In rendering the opinion set forth below, we have examined (a) the Registration
Statement and the exhibits  thereto;  (b)  the Company's  Certificate  of
Incorporation;  (c)  the  Company's Bylaws; (d) certain records of the Company's
corporate  proceedings  as reflected in its minute books; and (e) such statutes,
records  and  other documents as we have deemed relevant.  In such examination,
we have assumed the authenticity of all documents submitted to us as originals,
the conformity with originals of all documents submitted to us as copies and the
genuineness of all signatures. We have also assumed the legal capacity of all
natural persons and that, with respect to all parties to agreements or
instruments relevant hereto other than the Company, such parties had the
requisite power and authority to execute, deliver and perform such agreements or
instruments, that such agreements or instruments have been duly authorized by
all requisite action and have been executed and delivered by such parties and
that such agreements or instruments are the valid, binding and enforceable
obligations of such parties.

  Based upon the foregoing and the compliance with applicable state securities
laws and the additional proceedings to be taken by the Company as referred to
above, we are of the opinion that:



     1. The common stock that may be sold by the Company has been duly
authorized, and when issued upon payment therefor, will be validly issued, fully
paid and nonassessable.

     2. The outstanding common stock to be sold by the selling security holders
has been duly authorized and is validly issued, fully paid and nonassessable.

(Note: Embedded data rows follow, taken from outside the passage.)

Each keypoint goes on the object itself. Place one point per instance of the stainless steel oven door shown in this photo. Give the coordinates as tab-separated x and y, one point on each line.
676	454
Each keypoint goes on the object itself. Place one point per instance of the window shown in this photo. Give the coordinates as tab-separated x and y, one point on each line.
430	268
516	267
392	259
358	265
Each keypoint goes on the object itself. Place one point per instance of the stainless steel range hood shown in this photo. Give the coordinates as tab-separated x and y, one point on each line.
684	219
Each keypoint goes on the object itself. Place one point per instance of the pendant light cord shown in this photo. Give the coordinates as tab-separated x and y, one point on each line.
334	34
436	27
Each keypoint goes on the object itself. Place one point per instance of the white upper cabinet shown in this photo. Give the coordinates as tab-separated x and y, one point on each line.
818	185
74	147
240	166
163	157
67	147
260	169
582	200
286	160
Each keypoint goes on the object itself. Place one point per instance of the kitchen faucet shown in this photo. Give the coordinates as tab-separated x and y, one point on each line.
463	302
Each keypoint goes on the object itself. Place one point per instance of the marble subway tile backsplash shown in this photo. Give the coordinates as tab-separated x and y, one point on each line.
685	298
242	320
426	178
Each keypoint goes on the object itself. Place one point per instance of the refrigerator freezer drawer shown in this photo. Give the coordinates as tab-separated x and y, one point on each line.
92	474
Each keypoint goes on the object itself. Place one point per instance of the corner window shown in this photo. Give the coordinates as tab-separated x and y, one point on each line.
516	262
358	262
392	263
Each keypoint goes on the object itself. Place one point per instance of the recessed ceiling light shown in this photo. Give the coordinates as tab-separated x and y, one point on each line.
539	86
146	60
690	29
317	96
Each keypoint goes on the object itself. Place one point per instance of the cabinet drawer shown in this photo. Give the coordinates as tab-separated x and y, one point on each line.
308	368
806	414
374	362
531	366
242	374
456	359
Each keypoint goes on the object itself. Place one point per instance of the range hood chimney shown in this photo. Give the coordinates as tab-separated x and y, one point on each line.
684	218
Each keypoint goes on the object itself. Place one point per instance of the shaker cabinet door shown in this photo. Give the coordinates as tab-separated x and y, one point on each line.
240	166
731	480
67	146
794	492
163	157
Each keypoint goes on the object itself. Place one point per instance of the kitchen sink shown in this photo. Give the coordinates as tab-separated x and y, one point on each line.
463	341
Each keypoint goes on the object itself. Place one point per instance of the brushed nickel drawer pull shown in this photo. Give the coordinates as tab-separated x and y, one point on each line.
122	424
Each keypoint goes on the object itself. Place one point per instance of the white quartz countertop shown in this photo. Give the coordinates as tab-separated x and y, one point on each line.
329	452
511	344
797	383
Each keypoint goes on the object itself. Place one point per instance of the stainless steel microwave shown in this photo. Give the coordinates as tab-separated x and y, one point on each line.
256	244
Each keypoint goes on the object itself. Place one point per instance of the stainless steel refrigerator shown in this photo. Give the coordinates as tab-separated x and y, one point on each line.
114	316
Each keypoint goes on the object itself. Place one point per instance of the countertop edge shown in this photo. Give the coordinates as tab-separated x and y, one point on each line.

     3. The authorized and previously unissued common stock that may be sold by
selling security holders has been duly authorized, and when issued upon payment
therefor, if any is required, will be validly issued, fully paid and
nonassesable.

  Our opinions herein are limited to the effect on the subject transaction of
United States federal law and the General Corporation Law of the State of
Delaware, including relevant provisions of the Delaware Constitution and
Delaware judicial decisions. We assume no responsibility regarding the
applicability thereto, or the effect thereon, of the laws of any other
jurisdiction.

  We consent to your filing this opinion as an exhibit to the Registration
Statement and to the reference to our firm contained under the caption "Legal
Matters" in the prospectus which is a part of the Registration Statement.